PS 7-84 - Do microbial communities drive the rate and distribution of nitrogen into different soil organic matter pools?

Monday, August 7, 2017
Exhibit Hall, Oregon Convention Center
Lauren C. Breza, Joerg Schnecker, Timothy M. Bowles and A. Stuart Grandy, Department of Natural Resources and the Environment, University of New Hampshire, Durham, NH

Implementing sustainable agricultural management is important for long term food security under a changing climate; for example, using organic management strategies and/or cover crops reduce the need for harmful inorganic fertilizers. These strategies may also affect the microbial processes that underpin soil N retention, an often overlooked pathway of reducing potential N losses. Nitrogen can be stabilized in multiple organic soil organic matter (SOM) pools, however the rate and retention time that nitrogen is stabilized within these various SOM pools remains unclear. To address this knowledge gap, our work used novel approaches to explore the drivers of nitrogen distribution and retention across multiple SOM pools.

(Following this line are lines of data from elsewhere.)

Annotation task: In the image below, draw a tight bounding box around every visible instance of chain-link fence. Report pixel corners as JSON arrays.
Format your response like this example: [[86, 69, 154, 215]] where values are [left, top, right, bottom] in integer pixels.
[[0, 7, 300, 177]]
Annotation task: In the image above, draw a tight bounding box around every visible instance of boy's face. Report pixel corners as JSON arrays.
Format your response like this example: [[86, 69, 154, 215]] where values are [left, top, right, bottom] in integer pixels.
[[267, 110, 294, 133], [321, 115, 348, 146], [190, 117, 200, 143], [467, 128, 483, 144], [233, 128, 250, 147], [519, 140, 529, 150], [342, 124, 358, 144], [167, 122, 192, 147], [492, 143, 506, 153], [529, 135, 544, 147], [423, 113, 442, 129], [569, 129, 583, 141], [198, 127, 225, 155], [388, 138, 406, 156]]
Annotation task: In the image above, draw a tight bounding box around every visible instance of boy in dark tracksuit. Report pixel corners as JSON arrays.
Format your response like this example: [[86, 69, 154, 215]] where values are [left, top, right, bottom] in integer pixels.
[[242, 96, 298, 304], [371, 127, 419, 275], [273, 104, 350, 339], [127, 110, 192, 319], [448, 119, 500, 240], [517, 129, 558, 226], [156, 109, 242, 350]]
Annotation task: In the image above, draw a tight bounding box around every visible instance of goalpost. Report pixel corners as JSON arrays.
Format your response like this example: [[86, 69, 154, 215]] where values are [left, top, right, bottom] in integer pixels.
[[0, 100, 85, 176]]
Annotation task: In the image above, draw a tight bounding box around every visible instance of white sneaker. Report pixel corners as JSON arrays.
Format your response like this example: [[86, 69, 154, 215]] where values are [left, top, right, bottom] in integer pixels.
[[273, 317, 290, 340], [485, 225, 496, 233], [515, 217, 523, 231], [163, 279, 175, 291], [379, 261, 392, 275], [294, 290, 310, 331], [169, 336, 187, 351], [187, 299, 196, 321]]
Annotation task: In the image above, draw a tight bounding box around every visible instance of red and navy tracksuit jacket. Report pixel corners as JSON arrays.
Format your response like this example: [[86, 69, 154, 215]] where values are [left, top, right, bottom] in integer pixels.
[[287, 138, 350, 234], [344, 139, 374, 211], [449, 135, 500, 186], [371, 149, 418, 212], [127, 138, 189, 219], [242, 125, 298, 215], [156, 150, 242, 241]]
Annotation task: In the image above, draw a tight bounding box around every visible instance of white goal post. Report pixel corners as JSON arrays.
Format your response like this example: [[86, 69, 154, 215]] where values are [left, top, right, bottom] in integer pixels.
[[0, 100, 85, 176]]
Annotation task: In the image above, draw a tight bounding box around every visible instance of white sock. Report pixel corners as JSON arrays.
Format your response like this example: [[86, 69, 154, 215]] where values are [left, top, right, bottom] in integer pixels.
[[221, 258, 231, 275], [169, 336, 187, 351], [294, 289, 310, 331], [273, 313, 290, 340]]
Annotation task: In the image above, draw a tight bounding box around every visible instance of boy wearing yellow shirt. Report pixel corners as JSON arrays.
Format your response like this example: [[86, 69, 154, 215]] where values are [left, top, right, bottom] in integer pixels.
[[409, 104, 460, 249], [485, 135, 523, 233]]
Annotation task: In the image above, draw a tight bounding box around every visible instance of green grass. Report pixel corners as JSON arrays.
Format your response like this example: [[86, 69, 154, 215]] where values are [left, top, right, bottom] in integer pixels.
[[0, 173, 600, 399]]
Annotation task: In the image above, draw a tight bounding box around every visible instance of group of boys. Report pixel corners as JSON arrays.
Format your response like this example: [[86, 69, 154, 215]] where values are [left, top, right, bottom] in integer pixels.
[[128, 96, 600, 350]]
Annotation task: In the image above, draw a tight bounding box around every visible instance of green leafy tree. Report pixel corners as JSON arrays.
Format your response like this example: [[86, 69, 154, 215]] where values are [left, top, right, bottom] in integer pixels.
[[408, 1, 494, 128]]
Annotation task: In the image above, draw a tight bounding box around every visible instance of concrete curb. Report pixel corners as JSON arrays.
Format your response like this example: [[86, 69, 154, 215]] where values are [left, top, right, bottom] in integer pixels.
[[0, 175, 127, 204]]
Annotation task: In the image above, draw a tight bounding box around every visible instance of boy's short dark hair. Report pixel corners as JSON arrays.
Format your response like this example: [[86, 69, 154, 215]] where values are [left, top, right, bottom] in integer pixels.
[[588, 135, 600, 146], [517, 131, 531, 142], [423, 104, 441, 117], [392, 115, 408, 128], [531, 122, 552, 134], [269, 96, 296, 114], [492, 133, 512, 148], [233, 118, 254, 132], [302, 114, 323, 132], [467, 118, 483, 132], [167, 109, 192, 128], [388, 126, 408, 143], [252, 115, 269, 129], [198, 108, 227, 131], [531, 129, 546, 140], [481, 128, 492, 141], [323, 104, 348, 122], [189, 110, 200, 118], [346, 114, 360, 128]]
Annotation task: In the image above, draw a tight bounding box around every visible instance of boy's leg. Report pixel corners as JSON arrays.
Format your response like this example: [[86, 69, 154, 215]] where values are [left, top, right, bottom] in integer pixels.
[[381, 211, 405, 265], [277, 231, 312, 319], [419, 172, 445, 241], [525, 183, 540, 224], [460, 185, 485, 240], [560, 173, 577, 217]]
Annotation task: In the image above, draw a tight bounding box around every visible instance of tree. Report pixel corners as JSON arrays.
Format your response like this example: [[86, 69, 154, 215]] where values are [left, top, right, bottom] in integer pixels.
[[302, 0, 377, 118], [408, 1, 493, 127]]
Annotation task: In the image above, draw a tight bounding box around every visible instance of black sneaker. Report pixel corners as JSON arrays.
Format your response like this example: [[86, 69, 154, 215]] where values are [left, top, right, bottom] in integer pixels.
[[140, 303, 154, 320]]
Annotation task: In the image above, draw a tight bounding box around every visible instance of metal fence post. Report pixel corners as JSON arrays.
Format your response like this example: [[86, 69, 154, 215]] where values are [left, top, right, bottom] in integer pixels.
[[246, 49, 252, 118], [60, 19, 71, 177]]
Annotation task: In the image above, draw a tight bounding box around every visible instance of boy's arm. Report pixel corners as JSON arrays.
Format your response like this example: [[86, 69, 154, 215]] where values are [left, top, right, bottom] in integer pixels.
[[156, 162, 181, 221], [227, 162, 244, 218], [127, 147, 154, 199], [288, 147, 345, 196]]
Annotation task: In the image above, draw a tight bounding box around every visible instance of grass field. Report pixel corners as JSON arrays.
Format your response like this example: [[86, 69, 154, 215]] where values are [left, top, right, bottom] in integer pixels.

To test potential drivers of nitrogen movement and distribution across SOM pools, we conducted a laboratory incubation in which combinations of N15-labeled cover crop residues were added to soils collected from long-term conventional and organic systems at the Kellogg Biological Station LTER. At four times following residue addition, (24 hours, one week, one month, three months), we measured N15in microbial biomass, inorganic N, particulate organic matter, and mineral-associated organic matter pools. To understand the role of microbial communities in N dynamics, we also measured soil respiration, enzyme activities, and microbial community structure via PFLA.


Results from the enzyme assays show that the C:N acquisition ratios decreased by two-fold between harvests, while differences in enzymatic activities between microbial communities decreased through time. Furthermore, we have detected treatment level variation in both C:N acquisition ratios as well as the ratio of β-D-cellobiosidase:N-acetyl-β-glucosaminidase, reflecting changes in microbial community structure and function. In addition, we observed strong effects of agricultural management systems on soil organic matter pools over time. Taken together, these results indicate that microbial communities have shifted similarly in response to cover crop residue inputs; these shifts in the microbial community have subsequently altered the rate of deposition and retention of nitrogen into various SOM pools.